The impact of depreciation and appreciation is difficult to quantify.

Identifying economic mechanisms is only useful if the duration and significance of the effects of a change in the real effective exchange rate of the euro can be determined.

In this regard, the OECD’s Interlink model has made a major contribution by showing that a 10% appreciation of the euro in 2008 against all currencies reduces GDP in the euro area by 1.7 points over the following four years, while exports and imports contract by 4.6 and 3.1 points respectively over the same period.

The limitation of the model is that it does not distinguish between intra-zone and extra-zone trade, in short, it does not directly take into account the effect of a change in the effective exchange rate of the euro on exports to markets outside the euro area and imports from countries outside the euro area.

This model also explains why the effect of an appreciation of the euro is spread over time and over several years. The negative effect of an appreciation of the euro on GDP could thus very well be offset in part by the effects of a previous depreciation of the euro.

It is therefore very difficult to quantify precisely the impact of a change in the real effective exchange rate of the euro on the components of an economy, particularly in the euro area.

Conclusion

Quantifying economic mechanisms is complex and estimating the effects on GDP remains uncertain. The effects of an appreciation of the real effective exchange rate of the euro on GDP and through economic mechanisms must be monitored, but their analysis offers no certainty.

While the real effective exchange rate does not have a definite and direct negative effect on production levels, its effects on the cash management of exporting companies are inevitable.
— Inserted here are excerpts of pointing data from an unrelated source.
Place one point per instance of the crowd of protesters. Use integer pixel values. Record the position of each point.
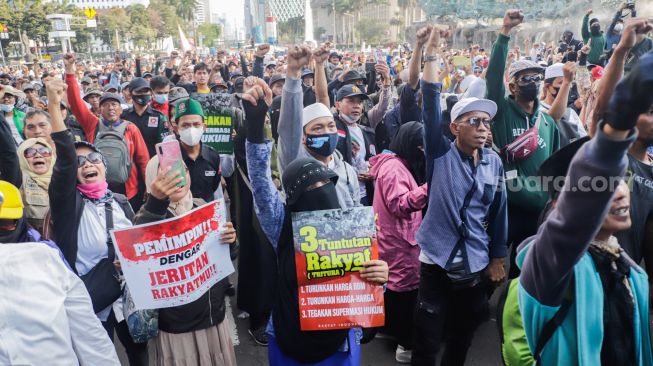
(529, 166)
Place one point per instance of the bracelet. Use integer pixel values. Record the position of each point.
(430, 58)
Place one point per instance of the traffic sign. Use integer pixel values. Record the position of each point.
(90, 13)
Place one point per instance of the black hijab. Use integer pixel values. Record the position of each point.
(303, 346)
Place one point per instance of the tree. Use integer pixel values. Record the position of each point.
(139, 29)
(210, 32)
(26, 20)
(370, 30)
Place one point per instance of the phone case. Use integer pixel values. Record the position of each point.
(169, 153)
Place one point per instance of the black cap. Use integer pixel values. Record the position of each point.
(97, 92)
(111, 86)
(138, 84)
(239, 83)
(557, 165)
(275, 78)
(351, 76)
(350, 90)
(301, 173)
(109, 96)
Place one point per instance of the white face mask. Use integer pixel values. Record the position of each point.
(618, 27)
(350, 120)
(191, 136)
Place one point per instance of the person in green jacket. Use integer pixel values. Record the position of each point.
(518, 112)
(591, 30)
(14, 117)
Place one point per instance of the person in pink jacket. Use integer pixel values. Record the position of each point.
(400, 195)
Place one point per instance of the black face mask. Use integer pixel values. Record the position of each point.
(141, 99)
(529, 91)
(323, 198)
(324, 144)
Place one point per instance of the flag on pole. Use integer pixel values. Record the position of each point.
(185, 45)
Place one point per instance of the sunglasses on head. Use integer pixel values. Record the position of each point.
(526, 79)
(31, 152)
(476, 121)
(93, 158)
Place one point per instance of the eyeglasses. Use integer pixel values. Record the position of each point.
(93, 158)
(476, 121)
(31, 152)
(527, 79)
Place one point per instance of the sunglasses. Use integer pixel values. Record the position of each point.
(476, 121)
(93, 158)
(31, 152)
(527, 79)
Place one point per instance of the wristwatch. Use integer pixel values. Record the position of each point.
(430, 58)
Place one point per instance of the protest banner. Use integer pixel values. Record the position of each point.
(175, 261)
(219, 119)
(330, 249)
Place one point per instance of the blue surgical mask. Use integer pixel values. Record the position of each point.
(324, 144)
(161, 98)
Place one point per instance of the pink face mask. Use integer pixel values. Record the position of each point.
(93, 190)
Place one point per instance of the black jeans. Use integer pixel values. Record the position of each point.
(398, 305)
(136, 352)
(443, 310)
(522, 224)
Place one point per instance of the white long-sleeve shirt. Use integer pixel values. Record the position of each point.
(46, 315)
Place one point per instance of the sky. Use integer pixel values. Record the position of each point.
(232, 9)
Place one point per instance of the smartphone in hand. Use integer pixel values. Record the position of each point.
(169, 153)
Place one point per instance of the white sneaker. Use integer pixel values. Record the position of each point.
(402, 355)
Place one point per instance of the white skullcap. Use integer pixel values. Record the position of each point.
(471, 105)
(314, 111)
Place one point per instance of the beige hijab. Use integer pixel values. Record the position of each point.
(43, 180)
(178, 208)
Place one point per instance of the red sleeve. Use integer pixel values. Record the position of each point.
(141, 156)
(86, 119)
(395, 186)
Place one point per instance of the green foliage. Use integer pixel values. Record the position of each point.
(488, 9)
(210, 32)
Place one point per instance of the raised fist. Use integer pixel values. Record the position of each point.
(262, 50)
(513, 18)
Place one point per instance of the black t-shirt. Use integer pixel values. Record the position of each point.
(151, 124)
(640, 181)
(204, 172)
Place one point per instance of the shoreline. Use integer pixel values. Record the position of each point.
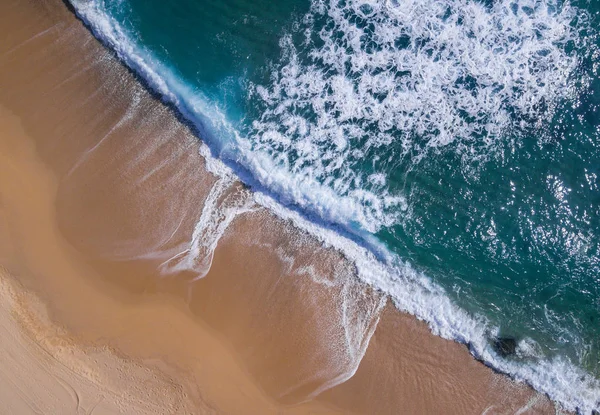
(80, 125)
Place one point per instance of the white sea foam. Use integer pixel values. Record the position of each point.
(389, 80)
(506, 47)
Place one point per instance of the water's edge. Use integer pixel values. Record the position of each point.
(410, 290)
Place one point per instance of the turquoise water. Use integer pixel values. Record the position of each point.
(463, 136)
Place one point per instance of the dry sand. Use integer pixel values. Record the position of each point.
(111, 300)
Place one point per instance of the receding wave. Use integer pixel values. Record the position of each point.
(363, 86)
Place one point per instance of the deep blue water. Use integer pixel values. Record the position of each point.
(462, 135)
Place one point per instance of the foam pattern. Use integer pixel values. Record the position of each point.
(366, 84)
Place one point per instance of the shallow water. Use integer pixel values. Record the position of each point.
(459, 137)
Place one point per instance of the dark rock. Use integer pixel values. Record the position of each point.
(505, 346)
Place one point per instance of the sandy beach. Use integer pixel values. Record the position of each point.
(135, 281)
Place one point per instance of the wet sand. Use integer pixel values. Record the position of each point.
(141, 281)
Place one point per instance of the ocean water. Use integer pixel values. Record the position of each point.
(451, 148)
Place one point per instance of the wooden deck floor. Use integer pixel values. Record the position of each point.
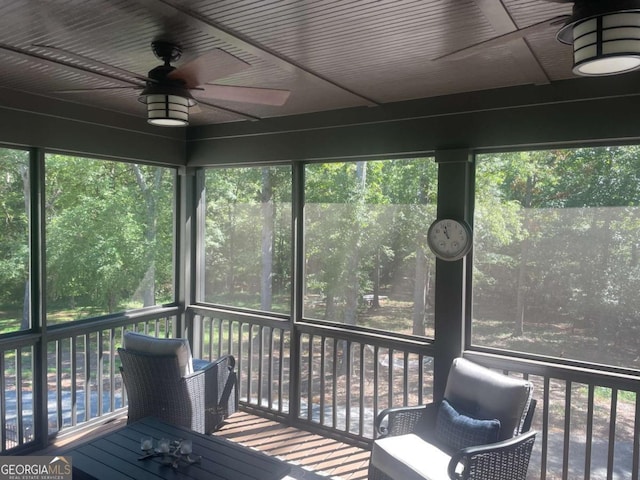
(317, 453)
(327, 457)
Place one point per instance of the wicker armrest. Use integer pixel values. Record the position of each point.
(511, 455)
(403, 420)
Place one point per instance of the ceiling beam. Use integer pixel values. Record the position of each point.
(501, 21)
(225, 34)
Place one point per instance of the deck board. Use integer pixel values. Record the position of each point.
(322, 455)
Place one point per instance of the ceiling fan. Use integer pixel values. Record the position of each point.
(605, 35)
(170, 91)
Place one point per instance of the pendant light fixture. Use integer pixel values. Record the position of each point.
(605, 35)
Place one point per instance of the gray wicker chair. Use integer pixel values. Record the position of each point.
(411, 441)
(199, 401)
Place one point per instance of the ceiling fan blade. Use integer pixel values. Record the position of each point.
(97, 89)
(208, 67)
(91, 61)
(502, 39)
(261, 96)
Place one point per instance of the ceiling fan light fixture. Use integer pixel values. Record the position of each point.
(167, 110)
(167, 105)
(606, 40)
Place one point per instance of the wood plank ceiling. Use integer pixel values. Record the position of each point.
(331, 54)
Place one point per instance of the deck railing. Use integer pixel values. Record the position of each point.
(588, 419)
(326, 378)
(83, 380)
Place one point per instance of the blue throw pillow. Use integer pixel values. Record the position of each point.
(456, 430)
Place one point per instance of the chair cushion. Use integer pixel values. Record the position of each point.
(482, 393)
(139, 342)
(457, 430)
(409, 457)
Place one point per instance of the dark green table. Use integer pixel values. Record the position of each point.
(115, 456)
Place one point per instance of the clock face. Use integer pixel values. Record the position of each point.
(449, 239)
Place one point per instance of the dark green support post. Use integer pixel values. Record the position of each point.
(455, 195)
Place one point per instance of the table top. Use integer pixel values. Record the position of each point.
(116, 456)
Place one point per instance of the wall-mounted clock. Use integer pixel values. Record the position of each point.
(450, 239)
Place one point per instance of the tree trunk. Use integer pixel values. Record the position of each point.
(268, 210)
(25, 323)
(521, 294)
(419, 292)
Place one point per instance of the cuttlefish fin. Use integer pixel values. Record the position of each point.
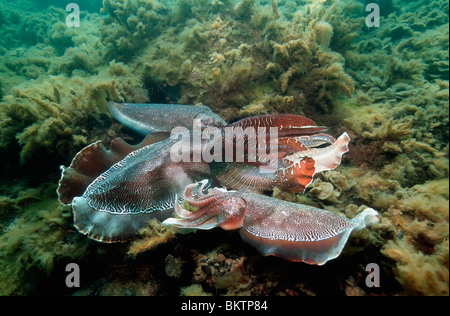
(107, 227)
(92, 161)
(287, 124)
(312, 236)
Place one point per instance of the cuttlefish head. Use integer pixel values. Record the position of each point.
(216, 208)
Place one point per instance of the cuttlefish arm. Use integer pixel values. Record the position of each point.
(292, 231)
(149, 118)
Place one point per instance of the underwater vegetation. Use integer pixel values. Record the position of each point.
(387, 87)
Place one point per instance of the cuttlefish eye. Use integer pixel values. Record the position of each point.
(232, 213)
(202, 120)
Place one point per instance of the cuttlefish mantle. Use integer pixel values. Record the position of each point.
(292, 231)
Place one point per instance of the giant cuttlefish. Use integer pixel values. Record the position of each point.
(115, 192)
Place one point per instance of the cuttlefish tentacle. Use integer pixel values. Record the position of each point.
(292, 231)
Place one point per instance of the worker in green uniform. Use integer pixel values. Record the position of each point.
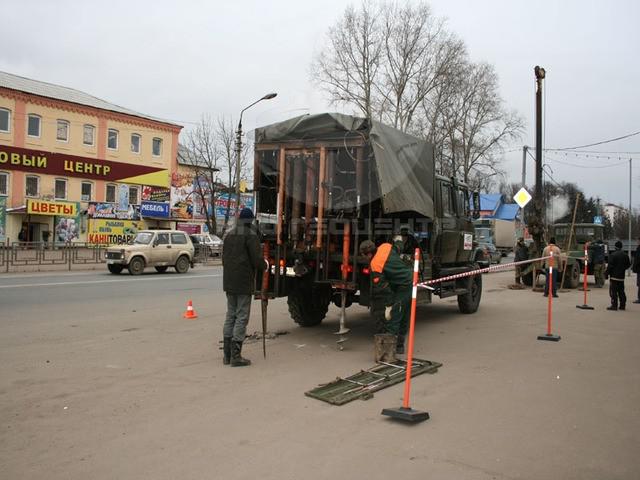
(392, 282)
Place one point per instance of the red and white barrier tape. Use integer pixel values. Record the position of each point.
(492, 268)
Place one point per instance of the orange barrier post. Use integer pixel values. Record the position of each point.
(405, 412)
(190, 314)
(584, 305)
(549, 335)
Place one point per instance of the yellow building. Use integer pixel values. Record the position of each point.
(68, 159)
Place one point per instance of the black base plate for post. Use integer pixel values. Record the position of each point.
(584, 307)
(550, 337)
(406, 414)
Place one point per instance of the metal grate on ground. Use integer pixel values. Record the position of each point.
(364, 383)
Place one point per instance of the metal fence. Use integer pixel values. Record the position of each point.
(19, 256)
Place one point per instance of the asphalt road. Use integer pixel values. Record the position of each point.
(102, 378)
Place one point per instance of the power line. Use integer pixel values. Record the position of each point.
(600, 143)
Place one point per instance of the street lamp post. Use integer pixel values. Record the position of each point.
(268, 96)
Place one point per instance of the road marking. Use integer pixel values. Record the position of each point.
(53, 284)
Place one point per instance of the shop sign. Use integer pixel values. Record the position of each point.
(189, 228)
(112, 232)
(156, 194)
(154, 209)
(46, 207)
(3, 218)
(108, 210)
(54, 163)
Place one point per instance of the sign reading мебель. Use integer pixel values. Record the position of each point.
(112, 232)
(54, 163)
(154, 209)
(46, 207)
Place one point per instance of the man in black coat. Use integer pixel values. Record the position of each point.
(636, 269)
(241, 260)
(618, 264)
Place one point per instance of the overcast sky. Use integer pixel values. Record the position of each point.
(178, 60)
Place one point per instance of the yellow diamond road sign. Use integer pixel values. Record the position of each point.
(522, 197)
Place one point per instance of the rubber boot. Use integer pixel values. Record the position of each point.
(226, 348)
(236, 358)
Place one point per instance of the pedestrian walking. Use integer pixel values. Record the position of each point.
(551, 249)
(241, 260)
(636, 270)
(618, 264)
(596, 251)
(392, 282)
(522, 254)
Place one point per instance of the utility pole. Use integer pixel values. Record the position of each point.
(524, 166)
(630, 213)
(536, 226)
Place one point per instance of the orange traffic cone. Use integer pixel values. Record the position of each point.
(190, 314)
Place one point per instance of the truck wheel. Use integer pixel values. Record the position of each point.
(309, 305)
(136, 266)
(469, 302)
(182, 264)
(115, 269)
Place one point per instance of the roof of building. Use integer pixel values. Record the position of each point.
(507, 211)
(190, 158)
(49, 90)
(490, 201)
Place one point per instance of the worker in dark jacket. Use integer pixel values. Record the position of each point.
(241, 260)
(522, 254)
(392, 282)
(596, 254)
(618, 264)
(636, 269)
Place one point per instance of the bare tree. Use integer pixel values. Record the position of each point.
(399, 64)
(348, 69)
(201, 152)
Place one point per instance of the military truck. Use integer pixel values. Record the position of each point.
(325, 183)
(572, 246)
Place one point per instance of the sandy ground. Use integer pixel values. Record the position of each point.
(139, 393)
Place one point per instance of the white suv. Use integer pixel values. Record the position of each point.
(160, 249)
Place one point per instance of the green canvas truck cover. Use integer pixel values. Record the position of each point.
(405, 164)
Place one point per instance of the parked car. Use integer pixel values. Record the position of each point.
(212, 242)
(160, 249)
(491, 252)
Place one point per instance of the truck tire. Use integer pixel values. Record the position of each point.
(309, 305)
(469, 302)
(136, 266)
(115, 269)
(182, 264)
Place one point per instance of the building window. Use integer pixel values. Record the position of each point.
(110, 194)
(157, 147)
(5, 120)
(135, 143)
(112, 139)
(32, 186)
(86, 191)
(133, 195)
(88, 135)
(62, 131)
(4, 184)
(33, 125)
(61, 189)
The economic and financial scenarios established by the financial departments of these structures determine the significance of an appreciation or depreciation of the euro’s real effective exchange rate relative to a target level.

Reference:

« How much does the appreciation of the euro cost us? », OFCE Analysis and Forecasting Department, April 2004.

« The effects of the appreciation of the euro on the French economy, » Franck Cachia, INSEE Economic Analysis Division, June 2008.

« How to forecast the dollar/euro exchange rate in the long term, » Patrick Artus, Natixis, April 15, 2010.